Sunday, January 21, 2018
$tf.cond$ is used to define if-statement in tensorflow operation graph. It has the following signature:

cond(
    pred,
    true\_fn=None,
    false\_fn=None)
An important point that needs to be noted is that $tf.cond$ evaluates both $true\_fn$ and $false\_fn$ first and then depend on $pred$ it returns one of them. This is also mentioned on Tensorflow API doc but it is not clear at first read. For example in following piece of code the value of z is 6 (summation of x and y) although we x > 1 is False.
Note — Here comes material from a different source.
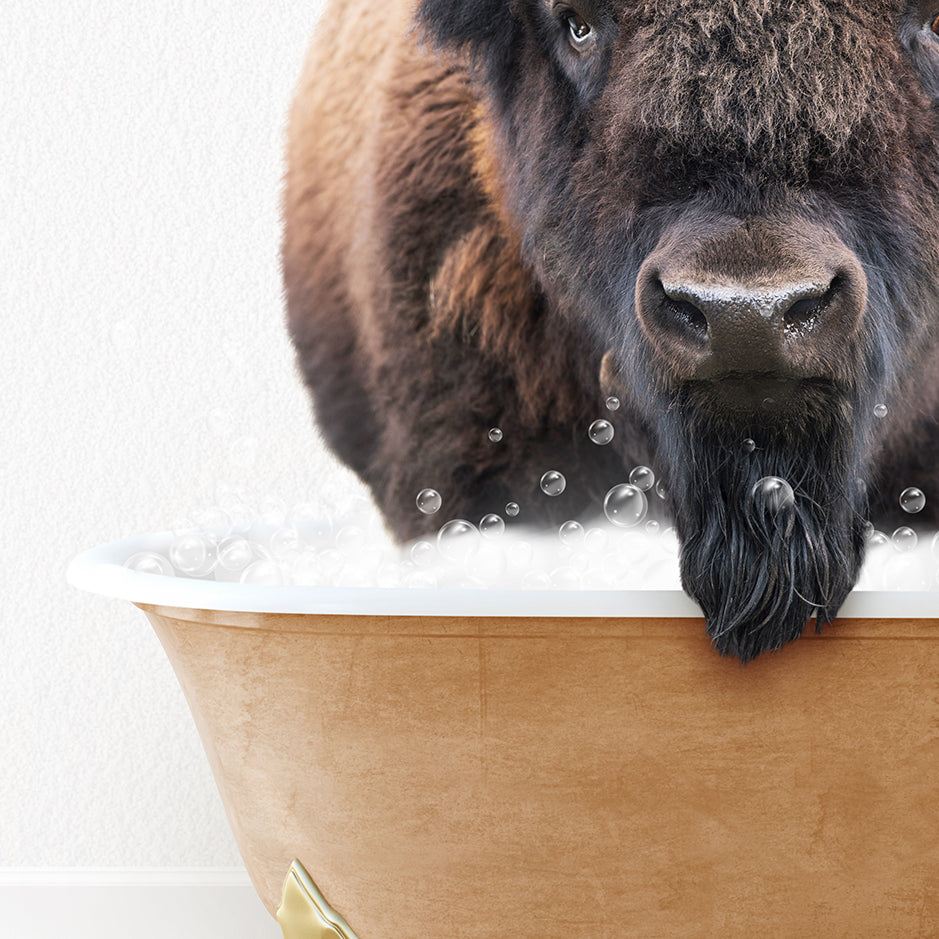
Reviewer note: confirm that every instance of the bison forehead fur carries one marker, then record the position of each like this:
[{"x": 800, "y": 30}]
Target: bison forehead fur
[{"x": 724, "y": 211}]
But since both operation is evaluation, $z=tf.add(x,y)$ is also calculated and set the result of z to 6.

import tensorflow as tf
x = tf.constant(1)
y = tf.constant(5)
z = tf.get_variable('z', shape=[1])
z = tf.add(x, y)
res = tf.cond(x > 1, lambda: tf.multiply(x, z), lambda: y)
sess = tf.Session()
sess.run(tf.global_variables_initializer())
print sess.run([res, z])
\[ ------ output: [5, 6] ------ \] If one wants to only execute one of the branches based on a condition, the branch needs to be defined inside the $pred$. It is described in detail in this stackoverflow post.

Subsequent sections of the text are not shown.